Scientists from the University of Plymouth are conducting a first-of-its-kind study using advanced genetic methods and behavioural experiments to address previously untested hypotheses into the origin of psychedelic compounds in fungi.

The project will particularly focus on psilocybin, commonly found in so-called ‘magic mushrooms’. In chemical terms, it is very similar to serotonin, which is involved in the sending of information between nerve cells in animals.

Dr Jon Ellis, Lecturer in Conservation Genetics, explained:

“In recent years, there has been a resurgence of interest in psychedelic compounds from a human health perspective. However, almost nothing is known about the evolution of these compounds in nature and why fungi should contain neurotransmitter-like compounds is unresolved.

“The hypotheses that have been suggested for their evolution have never been formally tested, and that is what makes our project so ambitious and novel. It could also in future lead to exciting future discoveries, as the development of novel compounds that could be used as fungicides, pesticides, pharmaceuticals and antibiotics is likely to arise from ‘blue-sky’ research investigating fungal defence.”

The researchers are sampling psychedelic and non-psychedelic fungi, and using next-generation DNA sequencing to test whether or not there is a diverse animal community feeding on psychedelic fungi.

They are also using laboratory tests to investigate fungal-insect interactions, and whether the fungi undergo genetic changes during attack and development. They will also investigate the effect of psilocybin on the growth of soil bacteria.

The research involves using cutting-edge gene editing technology to try and create mutant fungi that cannot synthesize psilocybin. It is hoped this will help researchers better understand the role of a wide range of fungal compounds in future.

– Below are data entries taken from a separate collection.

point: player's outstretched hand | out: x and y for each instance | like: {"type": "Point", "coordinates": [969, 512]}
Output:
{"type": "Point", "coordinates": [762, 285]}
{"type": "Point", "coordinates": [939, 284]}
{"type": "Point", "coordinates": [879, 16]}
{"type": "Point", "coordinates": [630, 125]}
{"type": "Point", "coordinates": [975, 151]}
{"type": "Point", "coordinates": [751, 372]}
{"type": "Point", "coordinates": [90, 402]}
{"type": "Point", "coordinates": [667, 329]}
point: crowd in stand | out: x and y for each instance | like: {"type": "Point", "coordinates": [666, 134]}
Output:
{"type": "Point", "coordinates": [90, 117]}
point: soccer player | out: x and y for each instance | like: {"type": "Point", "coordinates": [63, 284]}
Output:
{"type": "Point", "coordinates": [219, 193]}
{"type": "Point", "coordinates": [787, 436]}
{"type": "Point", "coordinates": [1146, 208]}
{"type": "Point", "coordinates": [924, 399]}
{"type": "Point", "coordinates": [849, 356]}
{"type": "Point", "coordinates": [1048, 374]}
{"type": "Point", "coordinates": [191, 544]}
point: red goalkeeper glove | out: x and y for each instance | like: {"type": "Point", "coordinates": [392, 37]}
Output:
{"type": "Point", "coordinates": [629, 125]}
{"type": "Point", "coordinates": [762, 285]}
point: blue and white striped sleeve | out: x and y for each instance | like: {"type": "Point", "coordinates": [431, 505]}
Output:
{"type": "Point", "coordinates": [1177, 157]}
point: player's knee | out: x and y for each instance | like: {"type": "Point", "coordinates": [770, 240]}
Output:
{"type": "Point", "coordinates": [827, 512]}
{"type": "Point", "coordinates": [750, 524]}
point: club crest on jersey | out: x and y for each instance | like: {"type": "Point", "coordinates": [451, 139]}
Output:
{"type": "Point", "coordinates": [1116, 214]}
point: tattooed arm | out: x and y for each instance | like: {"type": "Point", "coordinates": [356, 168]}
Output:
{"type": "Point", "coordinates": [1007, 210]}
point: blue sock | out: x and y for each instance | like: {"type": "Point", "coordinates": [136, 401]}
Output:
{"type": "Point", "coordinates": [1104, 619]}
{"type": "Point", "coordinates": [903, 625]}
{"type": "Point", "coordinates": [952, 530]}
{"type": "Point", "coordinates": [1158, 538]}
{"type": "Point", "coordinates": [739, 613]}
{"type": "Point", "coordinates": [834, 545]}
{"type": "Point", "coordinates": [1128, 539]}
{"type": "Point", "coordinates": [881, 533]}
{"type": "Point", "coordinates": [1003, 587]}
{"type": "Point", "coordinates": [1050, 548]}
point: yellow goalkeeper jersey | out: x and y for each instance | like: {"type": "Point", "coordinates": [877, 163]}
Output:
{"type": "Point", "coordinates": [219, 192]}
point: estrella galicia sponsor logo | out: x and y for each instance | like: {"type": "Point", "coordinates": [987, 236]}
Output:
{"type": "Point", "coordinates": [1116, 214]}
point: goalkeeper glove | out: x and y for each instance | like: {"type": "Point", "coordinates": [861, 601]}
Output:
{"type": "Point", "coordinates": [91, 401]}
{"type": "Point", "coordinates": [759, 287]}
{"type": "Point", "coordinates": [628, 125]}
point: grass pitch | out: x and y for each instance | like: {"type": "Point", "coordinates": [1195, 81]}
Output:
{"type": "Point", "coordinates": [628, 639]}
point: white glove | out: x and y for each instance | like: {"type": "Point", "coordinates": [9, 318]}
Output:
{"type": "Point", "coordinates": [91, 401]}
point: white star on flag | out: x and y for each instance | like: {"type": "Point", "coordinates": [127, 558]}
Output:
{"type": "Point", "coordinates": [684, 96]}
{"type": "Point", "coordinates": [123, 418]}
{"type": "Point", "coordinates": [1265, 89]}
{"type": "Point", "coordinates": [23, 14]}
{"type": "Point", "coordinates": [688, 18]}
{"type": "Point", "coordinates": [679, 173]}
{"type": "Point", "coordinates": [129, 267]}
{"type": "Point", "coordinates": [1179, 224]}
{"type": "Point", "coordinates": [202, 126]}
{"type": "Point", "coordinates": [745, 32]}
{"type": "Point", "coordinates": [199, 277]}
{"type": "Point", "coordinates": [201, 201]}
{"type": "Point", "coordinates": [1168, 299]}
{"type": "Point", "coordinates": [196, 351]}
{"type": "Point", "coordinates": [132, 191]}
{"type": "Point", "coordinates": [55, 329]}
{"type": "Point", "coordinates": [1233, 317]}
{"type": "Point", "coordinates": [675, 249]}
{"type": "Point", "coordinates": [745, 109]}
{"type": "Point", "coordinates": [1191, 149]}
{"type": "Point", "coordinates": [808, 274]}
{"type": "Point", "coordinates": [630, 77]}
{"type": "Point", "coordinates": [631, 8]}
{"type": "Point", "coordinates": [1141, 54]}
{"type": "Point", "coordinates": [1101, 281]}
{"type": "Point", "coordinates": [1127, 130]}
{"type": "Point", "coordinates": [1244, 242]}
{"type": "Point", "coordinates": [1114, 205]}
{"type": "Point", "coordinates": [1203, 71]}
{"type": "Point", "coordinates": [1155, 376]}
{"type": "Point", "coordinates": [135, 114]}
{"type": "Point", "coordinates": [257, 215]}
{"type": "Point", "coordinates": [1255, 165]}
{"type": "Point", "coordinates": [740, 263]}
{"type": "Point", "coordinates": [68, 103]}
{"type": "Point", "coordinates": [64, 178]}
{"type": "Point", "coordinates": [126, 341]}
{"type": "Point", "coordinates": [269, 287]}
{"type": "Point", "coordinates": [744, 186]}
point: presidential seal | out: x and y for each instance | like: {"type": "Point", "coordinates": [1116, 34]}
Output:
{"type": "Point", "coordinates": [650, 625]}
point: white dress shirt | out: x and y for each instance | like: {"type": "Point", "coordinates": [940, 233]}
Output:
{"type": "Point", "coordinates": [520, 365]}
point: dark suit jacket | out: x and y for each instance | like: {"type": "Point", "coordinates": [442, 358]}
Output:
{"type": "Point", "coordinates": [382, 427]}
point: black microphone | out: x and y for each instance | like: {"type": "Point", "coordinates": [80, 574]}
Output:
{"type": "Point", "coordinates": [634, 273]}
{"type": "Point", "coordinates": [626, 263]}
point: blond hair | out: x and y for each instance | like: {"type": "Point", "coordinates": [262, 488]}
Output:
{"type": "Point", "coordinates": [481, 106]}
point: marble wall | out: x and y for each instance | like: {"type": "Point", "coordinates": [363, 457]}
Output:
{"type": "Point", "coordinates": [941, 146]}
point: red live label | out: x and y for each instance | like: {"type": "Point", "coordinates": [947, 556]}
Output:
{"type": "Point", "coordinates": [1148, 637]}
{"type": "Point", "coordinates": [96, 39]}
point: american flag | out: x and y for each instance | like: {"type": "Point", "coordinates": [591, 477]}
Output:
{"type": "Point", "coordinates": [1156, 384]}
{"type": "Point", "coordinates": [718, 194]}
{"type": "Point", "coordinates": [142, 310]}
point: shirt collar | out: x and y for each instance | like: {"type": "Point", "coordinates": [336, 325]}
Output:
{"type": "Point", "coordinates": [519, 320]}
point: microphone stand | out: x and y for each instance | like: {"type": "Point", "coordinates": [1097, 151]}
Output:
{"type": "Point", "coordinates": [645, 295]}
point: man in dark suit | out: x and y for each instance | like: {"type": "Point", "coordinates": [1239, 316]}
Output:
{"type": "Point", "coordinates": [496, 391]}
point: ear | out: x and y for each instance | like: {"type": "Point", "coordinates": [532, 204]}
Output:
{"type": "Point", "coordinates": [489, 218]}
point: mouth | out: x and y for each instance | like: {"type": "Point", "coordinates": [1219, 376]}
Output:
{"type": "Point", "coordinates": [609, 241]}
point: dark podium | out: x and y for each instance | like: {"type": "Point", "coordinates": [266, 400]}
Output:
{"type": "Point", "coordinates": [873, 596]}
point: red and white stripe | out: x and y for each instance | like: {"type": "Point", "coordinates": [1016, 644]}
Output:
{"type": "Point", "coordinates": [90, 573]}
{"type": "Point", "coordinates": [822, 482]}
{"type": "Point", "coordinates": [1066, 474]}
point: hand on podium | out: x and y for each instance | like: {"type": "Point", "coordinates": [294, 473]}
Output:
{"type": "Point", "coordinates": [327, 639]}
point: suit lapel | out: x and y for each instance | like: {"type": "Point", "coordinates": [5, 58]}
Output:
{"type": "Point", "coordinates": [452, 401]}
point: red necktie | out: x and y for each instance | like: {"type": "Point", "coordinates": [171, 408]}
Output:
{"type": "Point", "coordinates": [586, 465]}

The study is being led by a team of experienced researchers in molecular ecology, animal-plant interactions and fungal biology in the University’s School of Biological and Marine Sciences. Driving the study are Post-Doctoral Research Fellow Dr Kirsty Matthews Nicholass and Research Assistant Ms Ilona Flis.

Dr Kirsty Matthews Nicholass said:

 “Within Psilocybe alone, there are close to 150 hallucinogenic species distributed across all continents except Antarctica. Yet, the fungal species in which these ‘magic’ compounds occur are not always closely related. This raises interesting questions regarding the ecological pressures that may be acting to maintain the biosynthesis pathway for psilocybin.”

The research is being funded by the Leverhulme Trust and builds on the University’s long-running expertise in novel elements of conservation genetics.

Researchers involved in this project have previously explored the genetic diversity among UK pollinators, the feeding preferences of slugs and snails, and developed an early warning system for plant disease.